The accessibility of microbial genomes that stem from high-throughput sequencing enables the application of a new class of tools to the problem of inferring phenotypic traits of bacterial strains. Machine learning algorithms that have been trained on thousands of genomes can substitute or support laboratory experiments to determine the phenotypes of newly discovered bacteria. They can do this not only accurately but also at scale and low cost. Consequently, these methods may lead to faster breakthrough discoveries within tight safety requirements.

Phenotypic traits – why could they be of importance?

Microbes are all around us and constitute not only a considerable part of ourselves (with around 1 bacterial cell for each human cell in the body, as recent studies suggest [1]), but they can also be found in every environment, and so-called extremophiles can even be found in places that are extremely hostile to life [2]. Knowing more about each and every bacterial strain out there may seem like an intriguing task on its own, but finding out about microorganisms’ phenotypes is far more practical. ‘Phenotype’ is a general term that is used to describe the collection of physiological features of a given organism, including its physical form, structure, biochemical characteristics or developmental processes [3]. One concrete phenotypic trait of bacteria is their resistance to antibiotics or lack thereof. As such, with about 35,000 deaths caused each year by antibiotic-resistant bacteria in the US alone [4] and almost as many in Europe [5], it would be hugely beneficial to discover the susceptibilities of given pathogenic strains to the bactericidal drugs at our disposal. This knowledge could drive down the number of victims and the severity of a potential pandemic could be countered as early as possible.

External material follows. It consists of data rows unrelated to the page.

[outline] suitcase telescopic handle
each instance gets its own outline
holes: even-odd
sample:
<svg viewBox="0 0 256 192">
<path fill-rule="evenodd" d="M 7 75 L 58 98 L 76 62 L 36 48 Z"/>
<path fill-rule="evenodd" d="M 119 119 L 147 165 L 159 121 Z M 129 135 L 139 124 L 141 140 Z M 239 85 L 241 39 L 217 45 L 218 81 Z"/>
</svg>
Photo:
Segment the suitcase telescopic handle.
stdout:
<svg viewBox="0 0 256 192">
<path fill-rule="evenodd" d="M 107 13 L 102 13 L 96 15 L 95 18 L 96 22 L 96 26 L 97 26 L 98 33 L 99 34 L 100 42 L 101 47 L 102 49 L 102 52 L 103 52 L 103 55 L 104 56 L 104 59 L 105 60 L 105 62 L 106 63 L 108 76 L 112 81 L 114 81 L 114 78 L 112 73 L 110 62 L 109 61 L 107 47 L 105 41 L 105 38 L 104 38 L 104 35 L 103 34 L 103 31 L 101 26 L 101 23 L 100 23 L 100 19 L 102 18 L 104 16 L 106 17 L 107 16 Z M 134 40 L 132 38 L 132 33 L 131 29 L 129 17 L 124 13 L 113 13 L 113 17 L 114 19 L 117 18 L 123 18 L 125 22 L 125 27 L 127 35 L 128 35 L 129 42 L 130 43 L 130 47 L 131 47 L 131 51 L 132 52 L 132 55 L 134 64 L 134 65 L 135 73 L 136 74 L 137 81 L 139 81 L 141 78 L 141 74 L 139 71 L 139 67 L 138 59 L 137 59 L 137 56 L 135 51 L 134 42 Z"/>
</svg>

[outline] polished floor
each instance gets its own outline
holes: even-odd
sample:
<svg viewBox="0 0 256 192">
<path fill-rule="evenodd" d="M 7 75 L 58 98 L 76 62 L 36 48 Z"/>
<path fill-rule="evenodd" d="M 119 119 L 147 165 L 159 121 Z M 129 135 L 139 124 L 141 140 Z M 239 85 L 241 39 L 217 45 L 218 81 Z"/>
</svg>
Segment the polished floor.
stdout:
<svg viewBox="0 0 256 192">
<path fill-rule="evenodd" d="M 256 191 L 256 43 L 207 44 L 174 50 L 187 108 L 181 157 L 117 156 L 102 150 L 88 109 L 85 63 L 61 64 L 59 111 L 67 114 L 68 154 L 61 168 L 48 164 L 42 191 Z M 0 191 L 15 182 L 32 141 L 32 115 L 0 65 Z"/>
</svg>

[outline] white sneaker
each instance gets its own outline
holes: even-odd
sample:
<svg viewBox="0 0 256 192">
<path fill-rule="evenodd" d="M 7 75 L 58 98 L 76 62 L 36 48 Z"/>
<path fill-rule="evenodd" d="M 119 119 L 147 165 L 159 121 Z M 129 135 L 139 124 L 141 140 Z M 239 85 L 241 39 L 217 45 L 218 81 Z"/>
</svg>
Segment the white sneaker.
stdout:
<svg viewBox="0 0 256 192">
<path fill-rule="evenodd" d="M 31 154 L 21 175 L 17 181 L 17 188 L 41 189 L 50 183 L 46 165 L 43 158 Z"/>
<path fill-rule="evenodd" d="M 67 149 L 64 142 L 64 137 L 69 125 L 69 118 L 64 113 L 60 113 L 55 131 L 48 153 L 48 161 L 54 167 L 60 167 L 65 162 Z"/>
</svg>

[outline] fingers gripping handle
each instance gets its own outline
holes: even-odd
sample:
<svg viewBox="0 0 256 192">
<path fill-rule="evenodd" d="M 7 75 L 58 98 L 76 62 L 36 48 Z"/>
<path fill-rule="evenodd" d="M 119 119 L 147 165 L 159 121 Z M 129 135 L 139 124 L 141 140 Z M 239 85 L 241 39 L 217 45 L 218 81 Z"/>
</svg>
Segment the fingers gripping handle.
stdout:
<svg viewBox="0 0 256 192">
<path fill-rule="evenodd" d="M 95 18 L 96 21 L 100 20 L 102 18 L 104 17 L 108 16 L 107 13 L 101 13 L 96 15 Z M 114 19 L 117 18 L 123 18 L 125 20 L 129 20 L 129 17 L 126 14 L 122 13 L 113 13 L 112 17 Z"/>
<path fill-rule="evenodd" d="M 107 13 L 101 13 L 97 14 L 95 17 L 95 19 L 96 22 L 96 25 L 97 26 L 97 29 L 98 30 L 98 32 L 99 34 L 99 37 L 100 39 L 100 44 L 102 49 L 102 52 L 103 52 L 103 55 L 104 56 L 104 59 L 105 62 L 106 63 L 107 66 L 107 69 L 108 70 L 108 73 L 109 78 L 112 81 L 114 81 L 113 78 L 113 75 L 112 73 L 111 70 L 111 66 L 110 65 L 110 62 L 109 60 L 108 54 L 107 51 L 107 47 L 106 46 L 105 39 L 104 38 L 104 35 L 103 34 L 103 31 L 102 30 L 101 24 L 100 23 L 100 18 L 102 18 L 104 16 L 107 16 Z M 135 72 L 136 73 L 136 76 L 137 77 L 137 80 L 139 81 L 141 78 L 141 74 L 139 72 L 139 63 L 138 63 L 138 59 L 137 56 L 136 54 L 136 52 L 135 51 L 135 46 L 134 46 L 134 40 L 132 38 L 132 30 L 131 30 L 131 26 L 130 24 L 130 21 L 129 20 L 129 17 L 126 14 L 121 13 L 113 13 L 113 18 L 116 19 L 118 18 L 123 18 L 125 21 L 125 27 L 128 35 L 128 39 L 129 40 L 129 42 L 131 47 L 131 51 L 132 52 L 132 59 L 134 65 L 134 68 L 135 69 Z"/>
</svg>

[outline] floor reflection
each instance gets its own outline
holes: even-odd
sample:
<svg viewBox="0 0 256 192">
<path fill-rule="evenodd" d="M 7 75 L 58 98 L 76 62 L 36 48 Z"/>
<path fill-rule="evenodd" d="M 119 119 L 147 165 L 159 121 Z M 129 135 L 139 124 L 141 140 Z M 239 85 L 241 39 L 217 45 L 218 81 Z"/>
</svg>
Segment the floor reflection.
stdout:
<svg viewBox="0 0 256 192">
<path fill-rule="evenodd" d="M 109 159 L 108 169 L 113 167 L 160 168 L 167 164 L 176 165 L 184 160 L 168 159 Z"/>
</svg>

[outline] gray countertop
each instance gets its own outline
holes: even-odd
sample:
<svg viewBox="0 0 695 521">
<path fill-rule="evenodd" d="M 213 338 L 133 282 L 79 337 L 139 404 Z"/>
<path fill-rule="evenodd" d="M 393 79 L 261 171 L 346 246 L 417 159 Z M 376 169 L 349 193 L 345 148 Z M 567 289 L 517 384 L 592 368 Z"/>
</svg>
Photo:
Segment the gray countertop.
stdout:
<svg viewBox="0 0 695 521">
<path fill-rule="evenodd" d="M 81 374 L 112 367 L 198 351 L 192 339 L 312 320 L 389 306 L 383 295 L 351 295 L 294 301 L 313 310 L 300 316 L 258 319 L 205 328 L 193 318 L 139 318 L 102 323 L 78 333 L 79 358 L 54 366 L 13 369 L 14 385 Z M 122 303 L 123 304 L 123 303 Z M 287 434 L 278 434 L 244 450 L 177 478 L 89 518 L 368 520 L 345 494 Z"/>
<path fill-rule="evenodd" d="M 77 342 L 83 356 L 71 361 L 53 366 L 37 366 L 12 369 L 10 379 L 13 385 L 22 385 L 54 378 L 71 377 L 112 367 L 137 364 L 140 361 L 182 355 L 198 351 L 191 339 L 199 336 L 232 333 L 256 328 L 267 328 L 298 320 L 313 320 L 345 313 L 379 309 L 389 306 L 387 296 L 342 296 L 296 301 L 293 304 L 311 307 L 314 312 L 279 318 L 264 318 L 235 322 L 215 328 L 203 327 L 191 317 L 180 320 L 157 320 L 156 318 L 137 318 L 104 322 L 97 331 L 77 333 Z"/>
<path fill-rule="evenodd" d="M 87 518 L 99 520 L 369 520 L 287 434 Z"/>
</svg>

Protection against illness-causing microorganisms is one obvious reason to pose questions about phenotypes, but this is not the only reason. The scientific community is finding more and more evidence that microbes can be used to our advantage in treating diseases [16, 17], as early indicators of ailments [18, 19, 21], or  as prebiotics [20, 21]. In order to study such interactions, it is crucial to have access to the strains that could be used in any of these areas. However, a strain needs to be cultivable; in other words, we need to have a way to multiply it in laboratories and deliver it to researchers for further experiments. Culturing (cultivation) of strains entails providing them with the optimal growth conditions for their phenotype. In some cases, determining these conditions can be an extremely time-consuming process. In other cases, animal cells may be indispensable, as they constitute a scaffolding for bacteria to grow on [6]. Knowing phenotypic traits upfront can accelerate the cultivation process and make it cheaper.

Eventually, knowledge of phenotypic traits may save lives in rare cases. Let us assume a scenario in which a person is infected with a bacterium, but we do not know the origin of the infection. Nevertheless, from the pathogen’s phenotype we could deduce the origin or significantly reduce the number of possible options. This may result in finding out that the bacteria most likely came from pork that was eaten by the patient, from a beach that he visited yesterday, or is an after-effect of a mosquito bite. We may then counteract and curb the spread of this pathogen.

In silico research as a means of supporting wet labs.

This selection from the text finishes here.